You might have heard the Oscars are on Sunday. (The Favourite is great; all the Best Actress nominees are amazing and wonderful, give them a five-way tie; still unsure how you can be in the shallow and far from the shallow simultaneously. Moving on.) The rich and famous will descend on the Dolby Theater like a cloud of gown-and-tux-clad insects, a mass held together by loaned diamonds, vape pens, and double-sided tape. Afterward, they eat.
Adam Campbell-Schmidt of Food & Wine spoke with a little-known cook named Wolfgang Puck who has, for the 25th consecutive year, created the elaborate menu that awaits attendees of the Governors Ball. The brief interview is worth reading in full, if only for little anecdotes like this one:
Since the mid-1980s, Hollywood agent Irving “Swifty” Lazar had hosted his own party at Puck’s Beverly Hills hotspot Spago... “Everybody came to Spago,” Puck said. “People would watch the show at the restaurant and then race downtown, because in those days the Oscars were downtown, go onstage to get their Oscar and then come right back.”
As for the food, it’s enough to make you want to eat all 30-odd dishes, or, perhaps, the rich. Some highlights:
- The traditional chocolate Oscar statuettes covered in 24 karat gold
- Nashville-style hot quail on a red velvet waffle
- Crostini of compressed watermelon with citrus feta cheese
- Crab deviled eggs
- Miyazaki Wagyu beef tartare on a tapioca crisp
- Spicy tuna tartare in sesame miso cones
- King Crab, lobster, shrimp, oysters, made-to-order nigiri, and more raw seafood
- Frozen golden beets, with almond custard, Meyer lemon, and ice lettuce
- Austrian ricotta dumpling with watercress-pea pesto and lemon brown butter
- Five different dishes with truffles, including a black truffle chicken pot pie
- “Piper Heidsieck Golden Champagne Strawberry Push Pop.” Quick note: worth clicking through to F&W for that photo alone.
- These suckers:
Also, presumably, a lot of very expensive alcohol.
But the food won’t just be whatever they eat at the ball, plus the almonds or whatever Meryl Streep hands out during commercial breaks. The insanely, infuriatingly opulent gift bags also contain foodstuffs.
The “Everyone Wins” gift bags, which as The Independent reports, are not officially affiliated with the Oscars but are instead distributed by Los Angeles-based marketing agency Distinctive Assets, are given to nominees annually and have a value that tops six figures. They include lots of ludicrous, expensive stuff, but we’ll bypass the “luxury small-ship adventure” to the Amazon, Galapagos, Costa Rice, or Iceland, and the “private phobia relief sessions” with a leading expert on phobias in favor of the food/drink/weed stuff. Behold:
- “Premium cannabis-infused edibles, topicals, and concentrates” from Coda Signature
- A. Junod absinthe
- “Age Interventionist Renee Lynn’s CBDRxSupreme protocol”

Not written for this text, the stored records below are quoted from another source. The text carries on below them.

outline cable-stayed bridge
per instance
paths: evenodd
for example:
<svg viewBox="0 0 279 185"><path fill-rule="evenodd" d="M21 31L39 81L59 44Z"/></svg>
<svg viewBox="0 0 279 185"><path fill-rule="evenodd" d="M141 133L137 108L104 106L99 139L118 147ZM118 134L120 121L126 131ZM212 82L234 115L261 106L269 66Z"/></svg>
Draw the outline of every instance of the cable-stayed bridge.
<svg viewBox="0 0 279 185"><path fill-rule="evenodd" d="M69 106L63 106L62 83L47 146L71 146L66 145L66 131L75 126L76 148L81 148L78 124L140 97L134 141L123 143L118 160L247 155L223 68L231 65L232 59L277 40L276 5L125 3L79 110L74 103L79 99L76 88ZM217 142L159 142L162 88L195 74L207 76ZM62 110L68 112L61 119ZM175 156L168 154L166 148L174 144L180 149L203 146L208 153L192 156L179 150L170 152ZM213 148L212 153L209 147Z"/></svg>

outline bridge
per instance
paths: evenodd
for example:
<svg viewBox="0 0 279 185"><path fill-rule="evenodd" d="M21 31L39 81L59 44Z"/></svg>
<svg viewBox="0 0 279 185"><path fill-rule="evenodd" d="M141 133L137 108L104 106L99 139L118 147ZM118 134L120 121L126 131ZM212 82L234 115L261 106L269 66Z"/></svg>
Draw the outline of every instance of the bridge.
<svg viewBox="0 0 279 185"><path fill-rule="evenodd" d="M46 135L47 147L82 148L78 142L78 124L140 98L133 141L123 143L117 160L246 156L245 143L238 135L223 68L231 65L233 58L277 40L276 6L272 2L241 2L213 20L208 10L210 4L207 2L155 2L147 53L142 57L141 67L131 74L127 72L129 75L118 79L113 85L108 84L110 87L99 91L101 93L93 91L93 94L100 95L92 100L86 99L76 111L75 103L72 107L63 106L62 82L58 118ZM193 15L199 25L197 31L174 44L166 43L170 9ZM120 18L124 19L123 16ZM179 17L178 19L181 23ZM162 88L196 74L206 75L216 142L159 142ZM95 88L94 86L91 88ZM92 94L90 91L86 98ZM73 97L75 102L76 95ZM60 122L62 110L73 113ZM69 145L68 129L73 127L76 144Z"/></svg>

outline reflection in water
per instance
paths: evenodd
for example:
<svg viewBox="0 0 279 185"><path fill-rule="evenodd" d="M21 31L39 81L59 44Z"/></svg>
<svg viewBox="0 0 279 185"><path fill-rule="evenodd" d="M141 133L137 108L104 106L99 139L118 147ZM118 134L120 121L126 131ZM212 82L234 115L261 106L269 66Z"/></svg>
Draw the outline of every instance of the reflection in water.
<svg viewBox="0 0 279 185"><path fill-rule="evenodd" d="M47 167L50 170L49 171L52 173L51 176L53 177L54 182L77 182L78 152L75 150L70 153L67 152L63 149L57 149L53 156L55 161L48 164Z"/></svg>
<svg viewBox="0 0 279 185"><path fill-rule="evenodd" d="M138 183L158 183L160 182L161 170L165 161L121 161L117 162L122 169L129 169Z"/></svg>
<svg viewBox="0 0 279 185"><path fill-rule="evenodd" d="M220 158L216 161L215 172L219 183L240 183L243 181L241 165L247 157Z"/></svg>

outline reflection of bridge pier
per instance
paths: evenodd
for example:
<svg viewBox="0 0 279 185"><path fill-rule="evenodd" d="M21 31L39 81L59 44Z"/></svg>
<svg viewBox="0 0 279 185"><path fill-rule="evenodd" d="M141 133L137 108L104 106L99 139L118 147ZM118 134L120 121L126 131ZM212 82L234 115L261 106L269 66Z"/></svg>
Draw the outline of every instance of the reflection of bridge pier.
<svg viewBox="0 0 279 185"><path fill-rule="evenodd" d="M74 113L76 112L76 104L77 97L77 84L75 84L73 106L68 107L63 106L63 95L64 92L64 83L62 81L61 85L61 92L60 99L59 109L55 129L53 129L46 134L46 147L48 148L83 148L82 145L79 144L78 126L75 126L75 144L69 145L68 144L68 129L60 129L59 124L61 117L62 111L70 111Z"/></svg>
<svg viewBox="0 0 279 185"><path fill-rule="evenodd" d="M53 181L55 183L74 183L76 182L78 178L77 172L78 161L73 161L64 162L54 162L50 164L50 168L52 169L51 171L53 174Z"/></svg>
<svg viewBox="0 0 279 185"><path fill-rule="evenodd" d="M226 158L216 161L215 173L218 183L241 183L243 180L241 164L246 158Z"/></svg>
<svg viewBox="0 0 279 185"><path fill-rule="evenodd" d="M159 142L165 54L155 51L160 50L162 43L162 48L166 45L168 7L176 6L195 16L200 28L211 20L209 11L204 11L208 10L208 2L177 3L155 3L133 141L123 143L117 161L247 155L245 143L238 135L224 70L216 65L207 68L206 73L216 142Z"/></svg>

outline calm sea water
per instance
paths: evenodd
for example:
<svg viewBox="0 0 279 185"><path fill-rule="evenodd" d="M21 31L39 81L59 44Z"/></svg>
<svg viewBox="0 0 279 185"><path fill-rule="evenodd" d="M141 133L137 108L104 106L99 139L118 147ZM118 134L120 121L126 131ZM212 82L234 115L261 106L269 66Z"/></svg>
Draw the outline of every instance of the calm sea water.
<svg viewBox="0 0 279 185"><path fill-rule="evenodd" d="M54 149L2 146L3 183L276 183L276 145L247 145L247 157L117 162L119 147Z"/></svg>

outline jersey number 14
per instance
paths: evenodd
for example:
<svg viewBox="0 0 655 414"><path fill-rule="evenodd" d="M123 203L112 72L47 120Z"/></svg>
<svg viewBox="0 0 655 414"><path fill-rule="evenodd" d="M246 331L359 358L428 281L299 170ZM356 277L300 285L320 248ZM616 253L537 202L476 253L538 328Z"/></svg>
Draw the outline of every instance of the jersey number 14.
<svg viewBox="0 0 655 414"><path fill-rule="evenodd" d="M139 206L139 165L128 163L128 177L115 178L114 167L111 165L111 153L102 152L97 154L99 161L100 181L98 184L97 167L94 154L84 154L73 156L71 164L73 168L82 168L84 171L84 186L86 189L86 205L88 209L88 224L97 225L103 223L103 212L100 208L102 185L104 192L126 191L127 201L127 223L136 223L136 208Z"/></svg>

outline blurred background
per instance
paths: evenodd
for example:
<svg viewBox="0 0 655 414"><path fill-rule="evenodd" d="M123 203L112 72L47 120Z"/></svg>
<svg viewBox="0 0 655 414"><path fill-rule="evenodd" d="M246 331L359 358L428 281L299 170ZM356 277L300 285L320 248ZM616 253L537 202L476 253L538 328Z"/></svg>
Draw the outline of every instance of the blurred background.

- A field-to-table dinner for two at the Los Cabos, Mexico-based Flora Farms
- Lots of chocolate, including Chocolate Chocouture chocolates and Good Girl Chocolates, the latter of which are vegan
- Cannabis moisturizer and facial oil
- “Rouge Maple pure organic maple syrup and Glamour Gourmet gift set”
- A “poolside dinner from Nest Seekers International for nominee and friends prepared by celebrity chef”
- Salted Toffee Pretzel Crisp Bars from Optimum Nutrition
- Pepperidge Farm Milano cookies (stars—they’re just like us!)
- Posh Pretzels
- Southern Wicked Lemonade’s lemonade moonshine
- Tru Niagen Age Better dietary supplements
- “CloSYS – the spa kit for your mouth”
- And last but far from least, a Yeti cooler filled with Jarritos, which comes with “a commitment from Jarritos to donate a pallet of their great-tasting flavored soft drinks to a charitable event of the nominee’s choice”
On the other hand, I’ll be spending my Oscars eating Love Pizza, drinking my go-to fancy $38 champagne, and now munching on Milano cookies, because if Rachel Weisz eats Milano cookies then I do, too.